Gurusaham.com - Mantan Direktur Utama Bursa Efek Jakarta (kini Bursa Efek Indonesia/BEI), Hasan Zein Mahmud mengungkapkan bahwa penerapan circuit breaker asimetris oleh BEI saat ini memberikan kesan bahwa bursa terlalu memberikan proteksi pada pergerakan Indeks Harga Saham Gabungan (IHSG) dan harga saham.
Menurut dia, penerapan auto reject atas (ARA) dan auto reject bawah (ARB) yang tidak simetris ini menjadikan ARB jadi terlalu sering dibanding terjadinya ARA.

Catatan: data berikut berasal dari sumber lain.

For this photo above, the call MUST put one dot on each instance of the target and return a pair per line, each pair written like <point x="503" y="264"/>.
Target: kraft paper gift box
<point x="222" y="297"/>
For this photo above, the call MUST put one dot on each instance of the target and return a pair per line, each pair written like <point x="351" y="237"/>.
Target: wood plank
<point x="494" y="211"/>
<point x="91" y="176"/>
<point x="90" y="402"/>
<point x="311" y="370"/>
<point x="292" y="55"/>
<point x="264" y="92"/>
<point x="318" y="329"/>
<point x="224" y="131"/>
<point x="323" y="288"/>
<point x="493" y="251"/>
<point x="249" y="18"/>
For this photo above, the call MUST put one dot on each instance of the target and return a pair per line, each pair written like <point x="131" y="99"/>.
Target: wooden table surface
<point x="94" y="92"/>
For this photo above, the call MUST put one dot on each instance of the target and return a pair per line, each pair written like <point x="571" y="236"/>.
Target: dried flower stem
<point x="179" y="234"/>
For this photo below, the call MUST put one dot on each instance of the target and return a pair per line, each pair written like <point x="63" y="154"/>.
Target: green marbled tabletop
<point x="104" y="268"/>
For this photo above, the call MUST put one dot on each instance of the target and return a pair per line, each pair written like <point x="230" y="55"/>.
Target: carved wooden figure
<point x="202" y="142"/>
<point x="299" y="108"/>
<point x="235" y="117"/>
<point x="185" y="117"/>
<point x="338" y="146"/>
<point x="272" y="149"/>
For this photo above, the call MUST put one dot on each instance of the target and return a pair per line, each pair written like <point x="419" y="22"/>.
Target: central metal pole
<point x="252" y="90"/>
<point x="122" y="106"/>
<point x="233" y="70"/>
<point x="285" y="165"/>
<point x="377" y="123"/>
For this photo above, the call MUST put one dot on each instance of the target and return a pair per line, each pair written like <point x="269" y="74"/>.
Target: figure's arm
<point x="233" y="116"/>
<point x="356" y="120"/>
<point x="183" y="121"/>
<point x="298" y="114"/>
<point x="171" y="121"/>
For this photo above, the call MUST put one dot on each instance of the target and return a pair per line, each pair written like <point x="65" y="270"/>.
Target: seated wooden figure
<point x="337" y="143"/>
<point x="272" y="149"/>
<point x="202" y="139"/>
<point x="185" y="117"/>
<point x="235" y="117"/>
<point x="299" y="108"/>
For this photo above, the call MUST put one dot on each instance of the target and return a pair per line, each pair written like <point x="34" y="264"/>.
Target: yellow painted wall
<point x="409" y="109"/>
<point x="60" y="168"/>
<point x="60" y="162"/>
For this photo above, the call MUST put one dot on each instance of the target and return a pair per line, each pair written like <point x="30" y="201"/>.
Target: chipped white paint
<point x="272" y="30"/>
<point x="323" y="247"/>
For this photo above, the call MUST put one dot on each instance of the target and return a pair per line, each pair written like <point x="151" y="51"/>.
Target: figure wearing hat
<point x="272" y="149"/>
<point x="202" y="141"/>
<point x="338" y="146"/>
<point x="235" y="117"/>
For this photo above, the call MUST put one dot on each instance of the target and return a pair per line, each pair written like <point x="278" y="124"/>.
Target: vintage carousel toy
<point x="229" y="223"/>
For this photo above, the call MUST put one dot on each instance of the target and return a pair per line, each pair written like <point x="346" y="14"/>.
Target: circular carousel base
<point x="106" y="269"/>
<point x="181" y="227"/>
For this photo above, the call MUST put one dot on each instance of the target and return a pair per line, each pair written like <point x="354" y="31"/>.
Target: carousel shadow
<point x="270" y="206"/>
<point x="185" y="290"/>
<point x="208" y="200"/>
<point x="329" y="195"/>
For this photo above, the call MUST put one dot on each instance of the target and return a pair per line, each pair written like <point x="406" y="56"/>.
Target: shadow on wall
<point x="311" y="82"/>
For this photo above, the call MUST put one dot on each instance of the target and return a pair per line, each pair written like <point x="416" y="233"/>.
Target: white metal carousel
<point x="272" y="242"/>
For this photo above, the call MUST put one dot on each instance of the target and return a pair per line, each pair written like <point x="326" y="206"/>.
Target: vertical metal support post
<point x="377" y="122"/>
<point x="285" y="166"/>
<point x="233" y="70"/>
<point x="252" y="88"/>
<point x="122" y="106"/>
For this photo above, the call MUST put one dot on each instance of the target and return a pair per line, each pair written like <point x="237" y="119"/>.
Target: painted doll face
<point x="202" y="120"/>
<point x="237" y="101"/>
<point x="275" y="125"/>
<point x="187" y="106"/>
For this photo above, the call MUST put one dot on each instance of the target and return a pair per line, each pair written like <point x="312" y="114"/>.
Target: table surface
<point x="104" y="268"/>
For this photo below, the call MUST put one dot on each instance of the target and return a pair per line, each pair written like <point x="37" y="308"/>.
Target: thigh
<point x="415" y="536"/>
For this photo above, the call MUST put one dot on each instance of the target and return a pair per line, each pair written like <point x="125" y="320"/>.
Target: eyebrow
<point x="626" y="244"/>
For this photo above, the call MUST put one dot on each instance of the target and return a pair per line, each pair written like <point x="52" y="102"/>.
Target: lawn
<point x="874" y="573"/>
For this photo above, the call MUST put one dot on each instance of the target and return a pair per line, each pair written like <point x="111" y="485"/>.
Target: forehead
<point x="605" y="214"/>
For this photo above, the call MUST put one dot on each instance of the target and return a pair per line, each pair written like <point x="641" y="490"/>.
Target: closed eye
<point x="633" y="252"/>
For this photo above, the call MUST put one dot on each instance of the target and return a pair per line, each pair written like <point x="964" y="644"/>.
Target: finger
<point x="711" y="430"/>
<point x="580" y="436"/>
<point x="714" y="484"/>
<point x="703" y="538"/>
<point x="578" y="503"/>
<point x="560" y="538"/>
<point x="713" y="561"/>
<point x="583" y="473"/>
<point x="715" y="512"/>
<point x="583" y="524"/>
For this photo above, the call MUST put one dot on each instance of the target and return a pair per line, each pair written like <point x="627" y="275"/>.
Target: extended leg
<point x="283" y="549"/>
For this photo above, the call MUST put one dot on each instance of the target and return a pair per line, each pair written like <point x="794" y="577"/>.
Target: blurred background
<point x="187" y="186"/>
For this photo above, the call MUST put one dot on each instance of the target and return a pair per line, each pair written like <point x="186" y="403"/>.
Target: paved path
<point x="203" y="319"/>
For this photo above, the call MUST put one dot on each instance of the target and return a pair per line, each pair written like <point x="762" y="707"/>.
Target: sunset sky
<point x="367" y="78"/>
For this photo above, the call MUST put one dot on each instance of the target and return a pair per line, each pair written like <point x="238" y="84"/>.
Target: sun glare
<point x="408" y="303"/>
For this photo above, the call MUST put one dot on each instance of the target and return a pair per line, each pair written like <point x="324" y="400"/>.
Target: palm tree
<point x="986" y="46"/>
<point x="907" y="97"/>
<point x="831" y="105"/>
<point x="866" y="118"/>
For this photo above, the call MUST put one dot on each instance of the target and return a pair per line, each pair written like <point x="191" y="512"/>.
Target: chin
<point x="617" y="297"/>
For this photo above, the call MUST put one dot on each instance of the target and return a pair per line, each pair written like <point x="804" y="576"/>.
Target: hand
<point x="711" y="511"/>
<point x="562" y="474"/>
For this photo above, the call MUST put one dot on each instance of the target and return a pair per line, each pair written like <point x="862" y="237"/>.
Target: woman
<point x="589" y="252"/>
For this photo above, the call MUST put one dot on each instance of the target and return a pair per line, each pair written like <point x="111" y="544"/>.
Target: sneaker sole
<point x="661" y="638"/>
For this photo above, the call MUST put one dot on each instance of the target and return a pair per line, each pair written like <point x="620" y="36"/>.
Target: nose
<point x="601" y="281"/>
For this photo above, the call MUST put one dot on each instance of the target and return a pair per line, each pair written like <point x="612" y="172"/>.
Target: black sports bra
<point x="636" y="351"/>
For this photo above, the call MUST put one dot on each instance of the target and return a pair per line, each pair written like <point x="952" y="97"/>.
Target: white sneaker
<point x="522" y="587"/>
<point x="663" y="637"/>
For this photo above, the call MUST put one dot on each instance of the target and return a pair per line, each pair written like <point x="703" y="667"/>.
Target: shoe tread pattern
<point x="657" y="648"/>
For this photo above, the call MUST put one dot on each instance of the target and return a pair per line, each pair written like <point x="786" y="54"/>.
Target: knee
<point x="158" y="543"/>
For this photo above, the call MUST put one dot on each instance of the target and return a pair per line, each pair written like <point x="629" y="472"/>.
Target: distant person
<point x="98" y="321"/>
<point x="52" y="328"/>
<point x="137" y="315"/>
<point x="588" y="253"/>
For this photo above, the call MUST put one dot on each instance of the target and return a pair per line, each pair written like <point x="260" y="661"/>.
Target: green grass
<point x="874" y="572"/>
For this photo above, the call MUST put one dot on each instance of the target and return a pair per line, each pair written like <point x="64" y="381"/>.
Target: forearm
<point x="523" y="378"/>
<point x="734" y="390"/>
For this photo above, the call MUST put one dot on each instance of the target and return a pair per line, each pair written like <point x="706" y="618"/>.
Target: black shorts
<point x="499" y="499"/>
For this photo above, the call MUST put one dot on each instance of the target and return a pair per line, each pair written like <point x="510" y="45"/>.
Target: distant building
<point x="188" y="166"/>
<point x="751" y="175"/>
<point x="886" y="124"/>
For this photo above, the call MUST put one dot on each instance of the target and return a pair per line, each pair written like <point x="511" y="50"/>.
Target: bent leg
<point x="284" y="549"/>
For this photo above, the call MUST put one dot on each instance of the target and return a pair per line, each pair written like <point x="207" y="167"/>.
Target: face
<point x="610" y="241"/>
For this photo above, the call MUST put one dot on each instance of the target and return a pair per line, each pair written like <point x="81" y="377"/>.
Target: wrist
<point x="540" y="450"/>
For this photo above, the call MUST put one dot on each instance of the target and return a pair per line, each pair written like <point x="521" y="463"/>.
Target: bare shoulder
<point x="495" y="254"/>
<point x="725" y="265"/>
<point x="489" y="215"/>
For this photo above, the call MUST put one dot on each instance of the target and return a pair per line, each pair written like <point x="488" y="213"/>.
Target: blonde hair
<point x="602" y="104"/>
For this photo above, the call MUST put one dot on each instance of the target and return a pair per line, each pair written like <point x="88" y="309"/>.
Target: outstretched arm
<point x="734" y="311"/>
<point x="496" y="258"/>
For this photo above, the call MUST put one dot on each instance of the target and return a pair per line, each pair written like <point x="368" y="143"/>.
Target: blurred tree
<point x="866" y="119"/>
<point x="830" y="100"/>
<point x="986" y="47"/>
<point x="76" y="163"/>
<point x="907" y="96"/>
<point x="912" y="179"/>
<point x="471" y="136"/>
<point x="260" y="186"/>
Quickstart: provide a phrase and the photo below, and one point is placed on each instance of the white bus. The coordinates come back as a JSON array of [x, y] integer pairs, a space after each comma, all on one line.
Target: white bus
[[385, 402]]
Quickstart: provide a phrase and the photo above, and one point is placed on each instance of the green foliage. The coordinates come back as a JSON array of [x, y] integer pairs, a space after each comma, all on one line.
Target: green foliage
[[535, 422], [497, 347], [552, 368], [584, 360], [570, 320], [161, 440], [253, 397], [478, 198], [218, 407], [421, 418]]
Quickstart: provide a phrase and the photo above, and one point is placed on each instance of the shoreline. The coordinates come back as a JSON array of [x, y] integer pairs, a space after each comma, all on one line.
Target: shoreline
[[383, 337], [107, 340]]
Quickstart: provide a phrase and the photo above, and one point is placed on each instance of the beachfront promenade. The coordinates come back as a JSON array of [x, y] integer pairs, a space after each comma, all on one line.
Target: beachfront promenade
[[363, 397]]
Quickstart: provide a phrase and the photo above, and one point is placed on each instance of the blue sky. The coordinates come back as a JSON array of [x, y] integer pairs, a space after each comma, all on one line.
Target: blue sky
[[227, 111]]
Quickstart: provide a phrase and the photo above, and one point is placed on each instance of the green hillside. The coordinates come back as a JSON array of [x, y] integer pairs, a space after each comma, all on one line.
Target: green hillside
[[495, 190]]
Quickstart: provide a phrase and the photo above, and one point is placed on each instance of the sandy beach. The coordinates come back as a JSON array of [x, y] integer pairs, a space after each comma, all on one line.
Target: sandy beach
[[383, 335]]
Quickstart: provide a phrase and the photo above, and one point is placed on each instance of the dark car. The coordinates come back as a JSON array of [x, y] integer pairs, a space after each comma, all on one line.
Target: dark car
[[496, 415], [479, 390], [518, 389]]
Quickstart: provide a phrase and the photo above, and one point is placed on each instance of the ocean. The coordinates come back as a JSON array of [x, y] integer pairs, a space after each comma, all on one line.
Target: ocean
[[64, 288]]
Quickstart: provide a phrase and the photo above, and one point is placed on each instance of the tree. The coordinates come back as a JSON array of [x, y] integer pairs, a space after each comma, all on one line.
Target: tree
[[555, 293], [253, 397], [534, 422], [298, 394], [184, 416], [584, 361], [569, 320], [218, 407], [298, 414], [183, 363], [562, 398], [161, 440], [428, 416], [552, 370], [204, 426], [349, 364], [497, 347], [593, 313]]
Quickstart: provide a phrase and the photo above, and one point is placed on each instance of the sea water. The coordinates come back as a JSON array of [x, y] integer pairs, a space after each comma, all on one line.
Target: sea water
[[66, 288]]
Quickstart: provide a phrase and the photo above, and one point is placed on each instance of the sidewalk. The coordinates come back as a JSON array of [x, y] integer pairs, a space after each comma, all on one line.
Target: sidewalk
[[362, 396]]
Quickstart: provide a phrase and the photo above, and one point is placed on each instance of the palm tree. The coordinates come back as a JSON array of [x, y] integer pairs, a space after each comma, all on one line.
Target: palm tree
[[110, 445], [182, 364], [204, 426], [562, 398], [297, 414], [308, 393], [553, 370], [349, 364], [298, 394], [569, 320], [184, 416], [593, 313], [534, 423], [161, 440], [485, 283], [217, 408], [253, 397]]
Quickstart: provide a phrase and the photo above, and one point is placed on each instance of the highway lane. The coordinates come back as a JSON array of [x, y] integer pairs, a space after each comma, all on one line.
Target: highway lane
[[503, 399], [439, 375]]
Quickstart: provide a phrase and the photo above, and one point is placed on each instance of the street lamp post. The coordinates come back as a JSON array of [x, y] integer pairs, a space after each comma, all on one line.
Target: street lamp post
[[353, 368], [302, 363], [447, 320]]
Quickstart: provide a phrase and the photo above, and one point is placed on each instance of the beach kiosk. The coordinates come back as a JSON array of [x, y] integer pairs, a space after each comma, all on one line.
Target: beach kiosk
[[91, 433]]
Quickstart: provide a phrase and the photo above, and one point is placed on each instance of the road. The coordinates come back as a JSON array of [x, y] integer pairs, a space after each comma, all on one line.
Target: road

"Circuit breaker bawah dan atas yg tidak simetris itu yg jadi masalah ARB relatif terlalu sering dibanding ARA. BEI terkesan ingin campur tangan memproteksi harga," kata dia kepada CNBC Indonesia, Selasa (8/6/2021).
Untuk itu, dia menyarankan, jika ARB memang ditujukan sebagai warning kepada investor ada baiknya posisi auto rejection ini dikembalikan ke posisi semula.
Auto reject asimetris adalah batas penolakan sistem perdagangan yang batas kenaikan maksimum saham (batas atas) dan batas penurunan maksimum (batas) bawah tidak sama.
Sebaliknya auto reject simetris adalah batas atas dan batas bawahnya sama. Biasanya dalam keadaan normal, auto reject simetris yang berlaku sebagaimana pernah dilakukan BEI pada September 2016.
Mengacu Surat Keputusan Direksi BEI Kep-00096/BEI/08-2015 tentang Perubahan Batasan Auto Rejection, batasan auto reject yakni:
Saham dengan rentang harga Rp 50-Rp 200: batasan auto rejection 35% (naik & turun)
Saham dengan rentang harga Rp 200-Rp 5.000: batasan auto rejection 25% (naik & turun)
Saham dengan Rp 5.000 ke atas: batasan auto rejection 20% (naik & turun)
Sementara itu, untuk saham yang baru pertama kali diperdagangkan (hari pertama listing di BEI) di pasar sekunder, batasan auto rejection yang berlaku adalah dua kali lipatnya yakni 70% untuk rentang harga Rp 50-Rp 200, 50% untuk rentang harga Rp 200-Rp 5.000, dan 40% untuk saham dengan harga di atas Rp 5.000.